Jerry Lujan, SaddleBrooke
Before police came, he was never so helpless
On April 29, I was driving on the Vistoso Commerce Loop Road. As I approached Oracle, I stopped behind a car. There were openings in Oracle traffic but she did not go.
She then exited the car and came back to me and asked me questions which made no sense. I realized as she went back to her car that the poor woman was in some sort of mental distress. I got out of my car and ran up to her vehicle. Just as I got there she pulled out onto Oracle Road to go north, then suddenly she cut hard to right heading south in the northbound turn lane.
I had called 911 as soon as I realized her distress. I ran out to the median and tried to talk to her through the window. A Good Samaritan had seen what was transpiring. Just as the first police car showed up the woman tried to go forward but the Good Samaritan used his own vehicle to cut her off.
The reason I am writing this story is because a couple of months ago someone was bad-mouthing the police and the amount of police. Let me tell you this from the time I called 911 and the first patrol car showed up was possibly six minutes, but those six minutes were the longest in my life.
The first patrol officer to arrive on the seen (I didn't get her name) had the door open, the woman safely contained and the keys out of the car in about 10 seconds. When I looked up I was so glad to see four police cars, two motorcycles, fire truck and an ambulance. In those few seconds that I was paying attention to the distraught woman, there was traffic control, EMTs rushing to the woman and four patrolmen and women attending to the woman. Another officer got witness info and obviously someone orchestrating the whole situation.
There was no yelling, just pure practiced professionalism. I am proud of our police department. Until they got there, I was never so scared or helpless in my life.
Tom Maxfield, Oro Valley
Hornat grateful for the support, and courtesy
To the voters of Oro Valley:
I first want to say thanks for the votes and the confidence you have shown in my successful bid to represent and protect your interests and our community.
I also want to say thanks for the courtesy shown me while ringing your doorbells and dropping off the election information. I really got a feel for the attitudes and interests of the folks in Oro Valley. I am glad to see that so many of us share the same interests and concerns.
As for the barking, but very friendly dogs who met us at the door … well, I apologize for irritating them, also.

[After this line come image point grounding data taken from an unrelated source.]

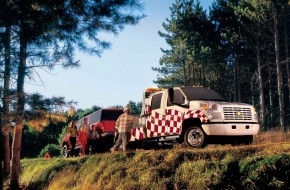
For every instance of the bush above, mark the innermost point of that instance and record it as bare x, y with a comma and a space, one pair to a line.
53, 150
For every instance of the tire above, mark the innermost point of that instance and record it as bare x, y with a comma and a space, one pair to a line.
65, 151
195, 137
247, 140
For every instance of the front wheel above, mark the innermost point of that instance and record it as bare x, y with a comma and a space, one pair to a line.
195, 137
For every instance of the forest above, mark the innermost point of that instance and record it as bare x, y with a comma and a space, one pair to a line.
237, 47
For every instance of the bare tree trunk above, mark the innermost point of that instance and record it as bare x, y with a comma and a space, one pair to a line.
236, 81
6, 103
16, 146
287, 61
271, 102
261, 86
1, 160
279, 71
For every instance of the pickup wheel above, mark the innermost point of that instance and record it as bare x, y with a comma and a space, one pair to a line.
195, 137
65, 152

Thanks again and I am anxious to begin my responsibility to Oro Valley and I am looking forward to working as part of a new council.
Joe Hornat, Oro Valley
It's up to our grads to become nation's next leaders
I had the pleasure of presenting scholarships to two Marana High School graduates on Monday evening. I made the usual congratulatory remarks, but I did not say what I would have liked to have said.

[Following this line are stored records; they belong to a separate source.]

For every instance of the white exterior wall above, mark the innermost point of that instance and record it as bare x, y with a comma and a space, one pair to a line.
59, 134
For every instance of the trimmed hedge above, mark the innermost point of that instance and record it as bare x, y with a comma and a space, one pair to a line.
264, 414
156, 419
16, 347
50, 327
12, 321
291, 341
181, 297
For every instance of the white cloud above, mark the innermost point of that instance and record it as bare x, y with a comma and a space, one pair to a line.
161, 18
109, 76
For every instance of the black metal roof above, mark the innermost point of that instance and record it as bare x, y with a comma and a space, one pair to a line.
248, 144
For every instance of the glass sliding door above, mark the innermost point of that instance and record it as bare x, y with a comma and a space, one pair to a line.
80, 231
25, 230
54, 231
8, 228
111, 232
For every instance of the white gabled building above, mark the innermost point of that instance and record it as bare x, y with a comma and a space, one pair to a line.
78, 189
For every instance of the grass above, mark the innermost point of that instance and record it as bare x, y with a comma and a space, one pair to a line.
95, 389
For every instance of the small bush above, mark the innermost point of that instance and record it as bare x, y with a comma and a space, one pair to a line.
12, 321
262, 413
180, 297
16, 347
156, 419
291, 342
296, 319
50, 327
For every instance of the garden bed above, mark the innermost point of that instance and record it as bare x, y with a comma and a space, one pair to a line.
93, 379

After stating what a pleasure and honor it was to be there, I wanted to say: But there is irony in the dichotomy we are witnessing this evening. We (the presenters) are awarding financial scholarships to very deserving students while very qualified teachers are being laid off.

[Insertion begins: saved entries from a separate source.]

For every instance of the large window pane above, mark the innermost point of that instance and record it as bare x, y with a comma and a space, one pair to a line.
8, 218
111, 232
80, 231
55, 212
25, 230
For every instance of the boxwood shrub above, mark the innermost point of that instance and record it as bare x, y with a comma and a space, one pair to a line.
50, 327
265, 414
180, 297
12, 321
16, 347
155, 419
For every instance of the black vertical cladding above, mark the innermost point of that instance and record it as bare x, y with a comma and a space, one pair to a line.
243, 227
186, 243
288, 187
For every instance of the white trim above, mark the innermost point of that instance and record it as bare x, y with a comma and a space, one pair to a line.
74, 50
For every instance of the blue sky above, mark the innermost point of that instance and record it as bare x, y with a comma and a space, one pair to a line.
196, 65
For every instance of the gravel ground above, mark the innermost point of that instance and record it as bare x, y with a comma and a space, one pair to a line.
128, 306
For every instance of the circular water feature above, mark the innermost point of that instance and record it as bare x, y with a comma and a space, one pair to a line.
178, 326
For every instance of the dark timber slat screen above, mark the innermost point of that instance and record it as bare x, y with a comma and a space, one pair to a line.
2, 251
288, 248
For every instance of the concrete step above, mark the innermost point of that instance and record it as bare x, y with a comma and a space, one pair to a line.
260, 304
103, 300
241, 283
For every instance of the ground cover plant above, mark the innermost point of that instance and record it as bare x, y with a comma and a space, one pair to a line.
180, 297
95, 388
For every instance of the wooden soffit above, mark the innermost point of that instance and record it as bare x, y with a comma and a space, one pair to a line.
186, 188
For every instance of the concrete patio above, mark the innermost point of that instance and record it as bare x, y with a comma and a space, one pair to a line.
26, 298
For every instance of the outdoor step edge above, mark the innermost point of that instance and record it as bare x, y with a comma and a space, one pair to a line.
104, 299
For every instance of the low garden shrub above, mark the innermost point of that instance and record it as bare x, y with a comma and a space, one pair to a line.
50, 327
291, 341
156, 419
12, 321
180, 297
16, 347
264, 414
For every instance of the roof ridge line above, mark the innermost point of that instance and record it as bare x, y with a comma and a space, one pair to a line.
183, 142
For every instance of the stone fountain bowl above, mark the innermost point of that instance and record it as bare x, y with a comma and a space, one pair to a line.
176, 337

To you graduates, whether you are going on to college or not, no matter what path you choose, I would say to you: get involved with what is going on, going on at the community, city, county, state and federal levels of government. The United States is not as short of funds as it is short of leadership.
I'm not addressing any particular politicians or political party. I am saying that the system is broken and the responsibility for fixing it is being thrown on the shoulders of your generation.
An example of this is the passage of Prop 100. Yes, I love my kids and my grandkids, but we are being held hostage by those who failed to do their job. They overspent and overcommitted, and now we either pass the tax increase or they are going to fire more teachers and cancel sports, music, etc. I fear the same kind of threats in 2012 from federal level administrators.
We need leaders.
Stephen M. Richards, Oro Valley
Richards is an officer with Kiwanis Club of the Desert. – Ed.